Automatically Generate Subtitles with Cloudinary

Generate Subtitles

As a designer or developer, one tends to notice the value of producing media usable by everyone. The availability of subtitles for video information is a crucial component of accessibility, and it’s becoming even more popular for the average user, too. Yet, manually producing subtitles can be a laborious and time-consuming operation.

But it doesn’t have to be. With a tool like Cloudinary at your disposal, you can automatically generate subtitles on the fly for all of your media. In this article, we’ll show you how you can harness the power of Cloudinary to create subtitles and why they’re important in the first place.

In this article:

When and Why Should You Generate Subtitles?

Subtitles are an essential component in making your videos accessible to users. They are also rapidly becoming a preferred option for many users today, making them reach even broader audiences. Let’s take a look at some of the most common reasons why you need subtitles:

  • Enhances accessibility.

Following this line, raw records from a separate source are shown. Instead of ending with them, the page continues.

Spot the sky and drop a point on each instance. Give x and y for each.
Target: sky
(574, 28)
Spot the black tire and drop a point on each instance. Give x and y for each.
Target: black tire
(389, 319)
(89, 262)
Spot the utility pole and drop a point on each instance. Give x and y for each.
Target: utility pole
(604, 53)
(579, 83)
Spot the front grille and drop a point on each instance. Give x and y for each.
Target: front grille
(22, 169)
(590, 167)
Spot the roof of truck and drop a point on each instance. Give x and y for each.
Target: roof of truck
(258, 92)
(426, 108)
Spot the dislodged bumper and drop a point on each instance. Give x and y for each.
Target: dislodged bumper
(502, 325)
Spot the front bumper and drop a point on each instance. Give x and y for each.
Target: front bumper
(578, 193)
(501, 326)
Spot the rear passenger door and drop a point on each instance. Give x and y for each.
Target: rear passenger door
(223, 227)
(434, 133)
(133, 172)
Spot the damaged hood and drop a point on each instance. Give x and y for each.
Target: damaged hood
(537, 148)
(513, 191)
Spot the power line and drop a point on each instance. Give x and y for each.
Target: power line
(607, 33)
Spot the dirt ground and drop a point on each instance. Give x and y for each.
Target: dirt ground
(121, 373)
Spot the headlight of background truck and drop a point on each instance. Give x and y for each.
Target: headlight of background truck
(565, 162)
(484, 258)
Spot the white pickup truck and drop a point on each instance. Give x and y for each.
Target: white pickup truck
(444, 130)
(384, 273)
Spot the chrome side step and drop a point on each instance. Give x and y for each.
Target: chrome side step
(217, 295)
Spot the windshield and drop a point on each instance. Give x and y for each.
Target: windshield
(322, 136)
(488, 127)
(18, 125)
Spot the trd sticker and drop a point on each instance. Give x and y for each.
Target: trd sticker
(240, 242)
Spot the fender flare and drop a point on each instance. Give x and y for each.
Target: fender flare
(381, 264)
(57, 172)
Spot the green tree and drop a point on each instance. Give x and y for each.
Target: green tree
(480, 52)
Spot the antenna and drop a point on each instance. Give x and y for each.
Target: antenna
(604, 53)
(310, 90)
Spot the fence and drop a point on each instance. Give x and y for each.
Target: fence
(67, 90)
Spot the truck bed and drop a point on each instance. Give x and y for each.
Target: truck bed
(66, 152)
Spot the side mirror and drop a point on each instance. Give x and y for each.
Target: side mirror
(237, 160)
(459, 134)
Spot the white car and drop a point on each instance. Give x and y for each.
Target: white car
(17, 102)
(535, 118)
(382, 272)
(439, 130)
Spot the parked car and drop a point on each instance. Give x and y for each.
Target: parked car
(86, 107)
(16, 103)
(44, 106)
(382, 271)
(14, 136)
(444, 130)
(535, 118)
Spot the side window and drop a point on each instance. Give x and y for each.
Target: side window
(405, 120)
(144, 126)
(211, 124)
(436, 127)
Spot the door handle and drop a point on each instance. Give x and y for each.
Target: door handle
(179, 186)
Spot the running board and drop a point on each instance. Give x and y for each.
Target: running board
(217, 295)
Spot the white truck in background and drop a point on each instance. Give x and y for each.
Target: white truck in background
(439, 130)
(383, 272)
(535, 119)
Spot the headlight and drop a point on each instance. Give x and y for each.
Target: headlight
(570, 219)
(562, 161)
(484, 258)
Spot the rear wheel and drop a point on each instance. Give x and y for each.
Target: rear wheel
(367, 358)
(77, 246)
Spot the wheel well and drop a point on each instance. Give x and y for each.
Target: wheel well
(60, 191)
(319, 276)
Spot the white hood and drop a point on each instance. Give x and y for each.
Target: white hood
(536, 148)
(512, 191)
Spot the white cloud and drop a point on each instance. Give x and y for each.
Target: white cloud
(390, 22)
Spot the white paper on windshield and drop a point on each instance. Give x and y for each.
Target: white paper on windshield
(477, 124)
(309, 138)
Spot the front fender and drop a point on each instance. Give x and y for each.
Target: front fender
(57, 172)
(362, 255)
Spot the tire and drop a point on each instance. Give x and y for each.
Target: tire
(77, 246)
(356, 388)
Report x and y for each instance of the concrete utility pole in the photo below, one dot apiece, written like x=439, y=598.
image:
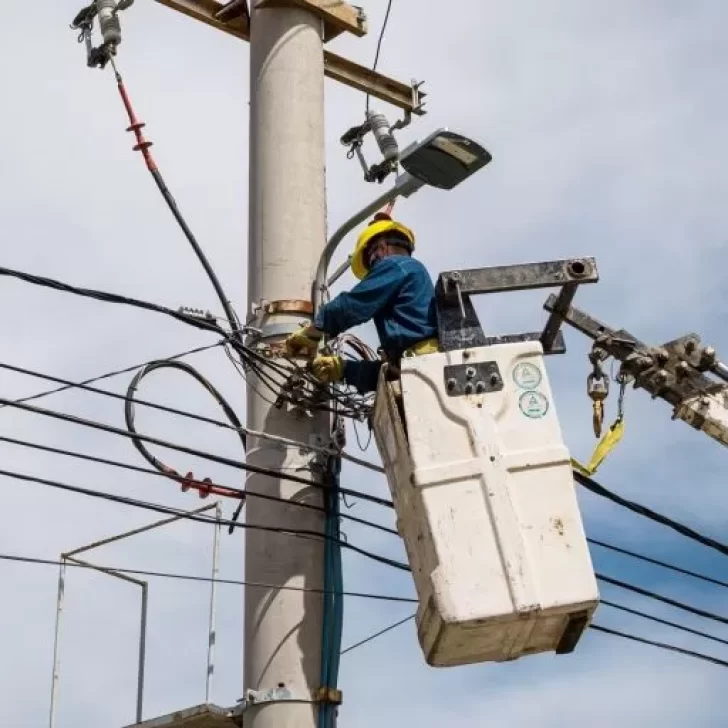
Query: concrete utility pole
x=283, y=629
x=287, y=235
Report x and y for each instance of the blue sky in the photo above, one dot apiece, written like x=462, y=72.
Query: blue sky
x=607, y=128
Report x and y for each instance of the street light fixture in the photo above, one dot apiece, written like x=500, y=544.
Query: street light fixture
x=443, y=160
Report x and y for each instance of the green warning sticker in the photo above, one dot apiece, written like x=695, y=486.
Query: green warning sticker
x=533, y=404
x=527, y=375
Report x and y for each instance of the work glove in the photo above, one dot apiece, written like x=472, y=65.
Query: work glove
x=328, y=369
x=304, y=341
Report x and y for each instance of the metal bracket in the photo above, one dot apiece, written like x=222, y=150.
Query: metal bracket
x=282, y=694
x=476, y=378
x=458, y=323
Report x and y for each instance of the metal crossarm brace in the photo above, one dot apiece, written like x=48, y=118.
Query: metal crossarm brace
x=218, y=15
x=458, y=323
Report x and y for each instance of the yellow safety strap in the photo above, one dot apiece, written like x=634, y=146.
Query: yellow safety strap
x=428, y=346
x=605, y=446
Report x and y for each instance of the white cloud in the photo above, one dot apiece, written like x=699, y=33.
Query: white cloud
x=606, y=125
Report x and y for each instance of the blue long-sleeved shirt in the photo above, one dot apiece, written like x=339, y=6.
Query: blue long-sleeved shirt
x=398, y=294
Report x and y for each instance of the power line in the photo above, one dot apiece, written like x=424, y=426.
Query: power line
x=657, y=562
x=356, y=595
x=92, y=424
x=666, y=622
x=233, y=492
x=203, y=579
x=379, y=44
x=84, y=386
x=106, y=297
x=661, y=598
x=158, y=508
x=660, y=645
x=597, y=628
x=81, y=385
x=381, y=632
x=683, y=530
x=143, y=147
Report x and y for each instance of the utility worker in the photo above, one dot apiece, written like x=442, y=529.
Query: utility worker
x=395, y=290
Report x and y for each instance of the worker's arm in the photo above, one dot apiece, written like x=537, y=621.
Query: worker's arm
x=362, y=302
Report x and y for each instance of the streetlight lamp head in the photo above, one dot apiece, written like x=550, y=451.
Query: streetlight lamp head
x=444, y=159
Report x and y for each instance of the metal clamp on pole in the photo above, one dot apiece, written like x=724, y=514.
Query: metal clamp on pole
x=458, y=323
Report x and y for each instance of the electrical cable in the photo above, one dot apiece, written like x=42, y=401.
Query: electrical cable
x=188, y=451
x=106, y=297
x=202, y=486
x=146, y=367
x=657, y=562
x=683, y=530
x=597, y=628
x=661, y=598
x=660, y=645
x=379, y=46
x=84, y=384
x=200, y=579
x=666, y=622
x=185, y=515
x=381, y=632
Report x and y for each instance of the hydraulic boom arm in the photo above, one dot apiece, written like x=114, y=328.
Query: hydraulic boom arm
x=676, y=371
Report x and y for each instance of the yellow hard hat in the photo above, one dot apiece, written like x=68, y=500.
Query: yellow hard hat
x=382, y=223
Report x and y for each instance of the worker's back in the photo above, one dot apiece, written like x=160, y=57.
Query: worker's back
x=409, y=315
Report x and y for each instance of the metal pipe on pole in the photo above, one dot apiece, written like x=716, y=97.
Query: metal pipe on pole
x=283, y=629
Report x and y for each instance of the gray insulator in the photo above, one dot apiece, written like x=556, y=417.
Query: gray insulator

By providing subtitles, you may make your video content more accessible to viewers who are hard of hearing or deaf.
  • Improved user experience. By adding clarity, context, and engagement, subtitles can enhance the overall user experience.
  • Improved engagement. Subtitles can enhance engagement by making it simpler for viewers to understand and follow along with the information.
  • Viewing in noisy or quiet environments. Subtitles enable viewers to watch videos in situations where audio is not feasible, such as in noisy public spaces or settings where silence is required.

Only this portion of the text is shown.